Accurate diagnosis requires integrating correct clinical findings with appropriate investigations and framing conclusions accurately. Intuitive thought and action play an important role in this endeavour and will continue to do so. Trainees, however, have to learn to remain open-minded in order to counteract natural biases in human thought processes. It seems reasonable to suggest that they should be taught to be aware of such biases and so take steps to counteract. This requires reflection, discussion and reconsideration. If still in doubt there will be a need for a second opinion. Ideally that second opinion should come from a more experienced clinician who must be prepared to analyse the problem without being biased by previous assessments. Systems designed in trusts to streamline the management of patients tend to evolve into mechanisms for efficiency (as with the failure of the clinicians to speak with a radiologist and the use of early warning systems described in the case study) rather than helping foster the creativity needed for elucidating the less obvious diagnoses. From the case study described, it is suggested that it may be valuable to structure the conclusion of a clinical assessment in a tabulated form that pushes the clinician to move from intuitive to analytical thought processes and to adopt a more comprehensive approach to the patient's problems by providing directions for further action.

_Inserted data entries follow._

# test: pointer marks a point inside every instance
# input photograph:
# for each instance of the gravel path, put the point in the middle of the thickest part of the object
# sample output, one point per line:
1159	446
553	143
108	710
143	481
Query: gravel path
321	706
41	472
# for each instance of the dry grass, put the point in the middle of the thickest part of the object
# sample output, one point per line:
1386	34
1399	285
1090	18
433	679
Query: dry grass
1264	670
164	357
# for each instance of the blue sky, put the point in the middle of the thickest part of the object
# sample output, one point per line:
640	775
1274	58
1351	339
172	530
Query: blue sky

The principal aim of this communication is to help clinicians to recognise pitfalls in making a diagnosis, especially when they rely heavily on intuitive thought processes. The importance of the recording process is obvious and a strategy that may encourage the improved analysis and management of clinical problems is suggested.

Acknowledgements

GN is grateful for the support of Lord Ara Darzi, head of the Academic Department of Surgery, Imperial College, St Mary's Hospital and of Professor Charles Vincent, head of the Imperial Centre for Patients Safety and Quality (PSSQ).

Funding

GN and NS are affiliated to the Imperial Centre for PSSQ which is funded by the National Institute for Health Research (NIHR). The preventable incidents, survival and mortality study (PRISM) is also funded by the NIHR.

Ethics approval

Material for this paper was drawn from previous studies of case records all of which had been approved as described in subsequent publications.11–13 The authors sought advice from the Centre of Research Ethical Campaign (COREC) regarding ethical approval and were informed that official approval was not needed as the primary aim of this study was for service improvement. Ethical approval for the PRISM study was obtained from the research ethics committees of the Institute of Neurology and the National Hospital for Neurological Diseases. The case study discussed in this paper has been considerably modified in order to achieve anonymity.

Authors' contributions

GN developed the ideas underlying this study following discussions on decision making with NS. The case described was obtained in the course of a pilot study for the PRISM investigation in which HH is the principal investigator.13 GN and HH ascribed cognitive biases after discussion with NS and trainee hospital doctors.